These results are far more precise than the previous ones. It is basically because of treating first and second query differently and because of leaving all kinds of nsswitch-unrelated system overhead aside. As far as I'm concerned, this testing method is quite suitable for nsswitch performance testing.
While showing excellent results with caching enabled for "services" database, this test shows the ugly truth - it's nearly impossible to beat BDB query time with cached query time. And, though, easily explainable, this fact makes using cached for local sources questionable (not impossible, though). BDB and cached's response times are comparable - and, as we are dealing with with such lengths as 100-200 microseconds, using cached instead of BDB won't affect the system performance much. And though, BDB is obviously the fastest solution, caching daemon can allow to perform checks on local files to update cache if they are changed (with all precautions of not flushing the old data if something is wrong with the updated file), it is more lightweight solution, that does not require BDB in tree. But, once again, if the speed is the main and only concern, than BDB is the choice.
What's been optimized
After analysing the performance measurements, I've found 3 cached's parts that could be possibly optimized:
- Socket IO
- Multithreading drawbacks
- Lack of precaching
Items 1 and 2 appeared to be closely connected, as the major drawback is caused by using one kqueue among several threads. The actual drawback is proportional to the number of threads. Simple and straight-forward, but probably the only one, solution is to have own kqueue for each thread. This eliminates the problem. However, this causes an issue - if the thread hangs (which is possible when "perform-actual-lookups" mode is turned on), then all the requests, that it had started to receive would be abandoned. However, this issue is very seldom, so the #ifdef-ed solution was committed to perforce.
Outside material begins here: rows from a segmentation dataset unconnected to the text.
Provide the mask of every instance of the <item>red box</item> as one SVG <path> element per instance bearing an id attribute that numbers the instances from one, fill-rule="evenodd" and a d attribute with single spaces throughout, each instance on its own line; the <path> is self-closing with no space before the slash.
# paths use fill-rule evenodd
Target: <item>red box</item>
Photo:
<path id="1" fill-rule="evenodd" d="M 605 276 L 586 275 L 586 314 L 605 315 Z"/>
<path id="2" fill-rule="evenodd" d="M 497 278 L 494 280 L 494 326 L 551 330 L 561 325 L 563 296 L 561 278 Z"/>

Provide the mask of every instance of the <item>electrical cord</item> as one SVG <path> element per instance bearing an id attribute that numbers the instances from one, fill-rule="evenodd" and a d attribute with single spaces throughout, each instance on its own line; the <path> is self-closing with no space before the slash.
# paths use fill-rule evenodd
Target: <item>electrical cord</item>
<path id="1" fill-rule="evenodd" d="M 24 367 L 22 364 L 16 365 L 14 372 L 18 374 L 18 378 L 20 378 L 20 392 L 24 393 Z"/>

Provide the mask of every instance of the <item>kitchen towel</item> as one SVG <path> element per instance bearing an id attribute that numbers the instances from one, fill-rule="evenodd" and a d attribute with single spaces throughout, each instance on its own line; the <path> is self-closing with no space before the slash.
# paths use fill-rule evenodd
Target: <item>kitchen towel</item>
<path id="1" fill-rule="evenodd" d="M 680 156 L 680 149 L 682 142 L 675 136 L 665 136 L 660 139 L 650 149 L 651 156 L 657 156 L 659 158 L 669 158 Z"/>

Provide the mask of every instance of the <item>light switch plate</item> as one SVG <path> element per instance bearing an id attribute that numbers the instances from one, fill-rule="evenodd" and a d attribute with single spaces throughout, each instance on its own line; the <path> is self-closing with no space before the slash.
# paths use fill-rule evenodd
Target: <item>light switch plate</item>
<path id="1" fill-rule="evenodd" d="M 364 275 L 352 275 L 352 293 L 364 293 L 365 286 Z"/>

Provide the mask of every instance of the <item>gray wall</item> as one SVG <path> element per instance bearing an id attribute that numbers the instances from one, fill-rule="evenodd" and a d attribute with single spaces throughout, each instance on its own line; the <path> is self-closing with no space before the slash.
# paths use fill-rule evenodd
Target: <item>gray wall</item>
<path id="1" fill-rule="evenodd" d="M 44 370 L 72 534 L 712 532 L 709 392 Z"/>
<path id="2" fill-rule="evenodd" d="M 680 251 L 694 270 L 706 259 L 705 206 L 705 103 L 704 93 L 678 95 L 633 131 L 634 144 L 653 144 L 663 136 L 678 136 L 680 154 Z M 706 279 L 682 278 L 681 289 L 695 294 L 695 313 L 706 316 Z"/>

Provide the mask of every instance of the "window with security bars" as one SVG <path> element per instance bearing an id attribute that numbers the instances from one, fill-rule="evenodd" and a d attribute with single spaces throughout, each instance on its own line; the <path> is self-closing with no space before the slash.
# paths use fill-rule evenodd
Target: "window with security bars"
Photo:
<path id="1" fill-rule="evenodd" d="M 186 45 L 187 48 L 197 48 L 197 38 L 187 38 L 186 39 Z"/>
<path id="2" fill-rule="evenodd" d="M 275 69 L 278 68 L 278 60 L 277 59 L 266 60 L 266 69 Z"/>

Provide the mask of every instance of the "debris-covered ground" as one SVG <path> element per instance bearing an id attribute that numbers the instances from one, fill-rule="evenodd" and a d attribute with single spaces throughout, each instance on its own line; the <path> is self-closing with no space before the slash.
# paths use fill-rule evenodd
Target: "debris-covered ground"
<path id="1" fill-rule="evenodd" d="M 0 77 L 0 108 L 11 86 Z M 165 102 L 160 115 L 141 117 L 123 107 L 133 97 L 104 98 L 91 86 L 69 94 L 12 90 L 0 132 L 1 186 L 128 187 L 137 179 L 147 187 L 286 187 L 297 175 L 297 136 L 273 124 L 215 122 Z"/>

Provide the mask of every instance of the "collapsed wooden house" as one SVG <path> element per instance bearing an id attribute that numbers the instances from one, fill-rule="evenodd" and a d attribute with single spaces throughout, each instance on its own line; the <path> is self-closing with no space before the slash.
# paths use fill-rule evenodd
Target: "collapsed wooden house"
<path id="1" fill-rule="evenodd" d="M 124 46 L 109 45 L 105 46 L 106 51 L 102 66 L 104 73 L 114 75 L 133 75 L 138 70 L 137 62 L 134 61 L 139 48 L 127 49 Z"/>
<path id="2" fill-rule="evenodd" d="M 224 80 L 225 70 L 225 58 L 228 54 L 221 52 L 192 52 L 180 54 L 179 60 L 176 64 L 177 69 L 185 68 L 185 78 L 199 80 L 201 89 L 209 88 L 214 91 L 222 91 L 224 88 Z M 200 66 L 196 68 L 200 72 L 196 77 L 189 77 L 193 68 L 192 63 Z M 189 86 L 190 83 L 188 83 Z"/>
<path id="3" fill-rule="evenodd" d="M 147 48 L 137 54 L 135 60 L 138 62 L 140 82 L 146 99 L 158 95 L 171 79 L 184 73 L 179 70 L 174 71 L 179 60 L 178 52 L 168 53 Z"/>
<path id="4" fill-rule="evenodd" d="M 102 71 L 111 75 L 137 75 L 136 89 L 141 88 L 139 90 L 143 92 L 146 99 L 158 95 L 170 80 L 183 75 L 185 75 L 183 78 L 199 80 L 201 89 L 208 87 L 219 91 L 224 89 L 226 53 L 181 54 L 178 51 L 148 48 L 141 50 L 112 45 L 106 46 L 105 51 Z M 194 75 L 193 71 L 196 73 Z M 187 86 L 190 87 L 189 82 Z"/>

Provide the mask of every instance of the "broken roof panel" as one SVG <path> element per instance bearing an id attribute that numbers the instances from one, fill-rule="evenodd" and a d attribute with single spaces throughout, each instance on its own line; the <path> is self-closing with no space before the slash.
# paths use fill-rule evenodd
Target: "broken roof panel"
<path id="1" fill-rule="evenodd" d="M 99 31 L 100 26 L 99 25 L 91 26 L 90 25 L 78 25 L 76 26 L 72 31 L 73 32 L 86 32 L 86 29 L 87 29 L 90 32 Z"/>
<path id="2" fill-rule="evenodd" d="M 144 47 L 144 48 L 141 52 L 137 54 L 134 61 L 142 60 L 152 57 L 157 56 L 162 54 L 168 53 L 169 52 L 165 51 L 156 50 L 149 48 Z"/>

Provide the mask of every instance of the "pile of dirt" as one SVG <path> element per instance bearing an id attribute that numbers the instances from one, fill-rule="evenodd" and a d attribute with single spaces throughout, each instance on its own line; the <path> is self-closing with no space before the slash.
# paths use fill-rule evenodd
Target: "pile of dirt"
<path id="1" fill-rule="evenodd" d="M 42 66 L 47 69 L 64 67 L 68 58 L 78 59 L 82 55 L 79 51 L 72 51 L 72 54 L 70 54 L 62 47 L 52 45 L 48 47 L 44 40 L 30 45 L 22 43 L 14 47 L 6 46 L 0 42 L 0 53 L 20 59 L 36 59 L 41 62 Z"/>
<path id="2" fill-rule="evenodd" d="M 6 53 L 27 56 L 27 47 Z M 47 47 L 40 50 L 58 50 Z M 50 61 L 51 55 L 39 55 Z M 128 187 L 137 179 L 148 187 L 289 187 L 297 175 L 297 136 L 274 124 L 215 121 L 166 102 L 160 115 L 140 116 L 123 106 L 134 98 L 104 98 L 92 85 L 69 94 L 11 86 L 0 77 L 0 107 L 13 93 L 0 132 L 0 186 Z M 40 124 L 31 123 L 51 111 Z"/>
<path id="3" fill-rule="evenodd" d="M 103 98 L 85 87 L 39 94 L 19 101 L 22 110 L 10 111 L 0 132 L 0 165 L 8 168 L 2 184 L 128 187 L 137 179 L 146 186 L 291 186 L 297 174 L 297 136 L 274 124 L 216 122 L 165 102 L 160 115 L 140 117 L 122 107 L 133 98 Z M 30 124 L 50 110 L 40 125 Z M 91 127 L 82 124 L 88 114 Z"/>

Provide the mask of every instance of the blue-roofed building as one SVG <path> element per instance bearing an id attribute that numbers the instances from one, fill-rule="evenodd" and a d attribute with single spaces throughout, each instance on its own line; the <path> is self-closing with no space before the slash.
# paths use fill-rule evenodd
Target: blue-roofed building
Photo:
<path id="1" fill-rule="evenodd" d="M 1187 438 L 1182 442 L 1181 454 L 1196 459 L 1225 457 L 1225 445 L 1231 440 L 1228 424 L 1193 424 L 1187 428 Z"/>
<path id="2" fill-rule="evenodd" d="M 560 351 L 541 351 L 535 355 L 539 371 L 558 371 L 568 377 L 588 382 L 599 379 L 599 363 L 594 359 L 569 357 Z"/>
Socket IO optimizations appeared very hard to be done without major changes of the cached's architecture. And, most of the socket IO - related calls have normal execution time, which however is much longer than BDB-related calls time. Because of these 2 reasons, I didn't change anything significant in socket IO part.
Precaching can be very useful for such databases as "services" when "perform-actual-lookups" method is on. If we precache data on startup, all queries to the cached would be read-request-search-read-response queries. And this type of queries is the fastest one in cached. It has no overhead of writing to cache, or of performing the nsdispatch() lookup. So the "precache [cachename] [yes|no]" feature was implemented and submitted.
Futher tasks that can definitely help in estimation of cached and nsswitch performance are:
- Collect a statistics of how often different nsswitch functions are called on a typical standard-load system.
- Make performance measurements more precise, use more iterations.
- Include the internals of the nsdispatch (such as nss_common_cached_read()) in the performance measurements and estimate their performance too. This had actually been done while analysing the cached performance, but the code needs to be much cleaner.